Now, he’s an Olympic medalist.
But the path to the silver medal claimed by Chelimo on Saturday night in the men’s 5,000-meter race at the 2016 Olympics in Rio de Janeiro, Brazil, wasn’t easy. In fact, it was downright unusual.
The 25-year-old water treatment specialist and member of the U.S. Army World Class Athlete Program at Fort Carson, Colorado, stayed with the front of the pack of 15 runners throughout the race. He opened up his stride in the final 150 meters to outkick every competitor save for the exceptional Mohamed Farah. Farah won the 10,000 and 5,000 in Rio, the same pair of races he won at the 2012 London Olympics.
But Chelimo’s second-place finish was astounding, considering he was relatively unheralded and needed a frenetic effort at the end of his semifinal qualifying race just to earn a spot in the final. Nonetheless, Chelimo finished the final with a personal best time of 13:03:90, and the American celebration began as his second-place effort meant the first American medal in the race since 1964.
But on the way to a television interview, officials dropped a bombshell – Chelimo was disqualified. He was notified during the interview. A crestfallen Chelimo stepped back from the microphone but continued the interview.
“My intention was not to impede anyone,” Chelimo said.
Just like that, Chelimo’s impressive feat was nullified. Television replays showed his left foot land slightly out of bounds while rounding a curve. He could also be seen extending his arm while bumping occurred among the pack of runners. Neither of these actions is uncommon in distance running and officials have discretion when considering whether they give runners unfair advantages. In Chelimo’s case, the initial verdict was lane infringement.
But this edition of the Olympics has not been without unique appeals. The U.S. women’s 4×100 relay team successfully lobbied to rerun their race after they complained of being impeded by Brazilian runners. They went on to win the gold medal.
U.S. track officials appealed Chelimo’s disqualification immediately. After further review by the governing International Associations of Athletics Federations, Chelimo was reinstated as the silver medalist an hour after being stripped of the honor.
“Now, I’m really happy,” Chelimo told reporters after the successful appeal. “It’s the best feeling ever. It’s the best, best feeling ever.”
NCO helps lead boxer into history
Team USA’s Olympic gold-medal drought for men’s boxers will last 16 years.
But one of the country’s female boxers vaulted herself into the annals of boxing with her performance Sunday. And an NCO from WCAP had a hand in it.
Claressa Shields beat Nouchka Fountijn of the Netherlands by unanimous decision for the women’s middleweight boxing title. It was Shields’ second consecutive gold medal win, having previously claimed the prize at the 2012 London Olympics. Shields is the first American to win back-to-back gold medals.
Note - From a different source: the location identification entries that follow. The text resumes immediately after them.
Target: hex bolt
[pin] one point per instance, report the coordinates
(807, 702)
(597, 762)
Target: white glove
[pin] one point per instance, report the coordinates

One of the coaches that helped her make history is an NCO.
Sgt. 1st Class Joe Guzman is part of the coaching staff led by Billy Walsh. For Guzman, who is an assistant boxing coach for WCAP, the Olympics are familiar territory. He was part of the staff for Team USA Boxing at the 2012 London Olympics as a trainer. This time around, he is a full-fledged assistant, part of a staff that includes Augie Sanchez in addition to Walsh.
The coaching staff led bantamweight Shakur Stevenson to the gold-medal match Saturday but fell short against Cuban Robeisy Ramirez Carrazana.
NCO completes pentathlon
Sgt. Nathan Schrimsher entered the final day of action in the modern pentathlon in ninth-place overall after an impressive day of fencing.
But the 24-year-old motor transport operator and WCAP member couldn’t close the gap. Schrimsher finished in 11th place among the field of 36 athletes. He was the only American competing in the pentathlon.
The best performance by an American in the competition came in 1912 when George S. Patton, the man who would eventually become a famed U.S. Army general, finished in fifth place at the Summer Games in Stockholm, Sweden.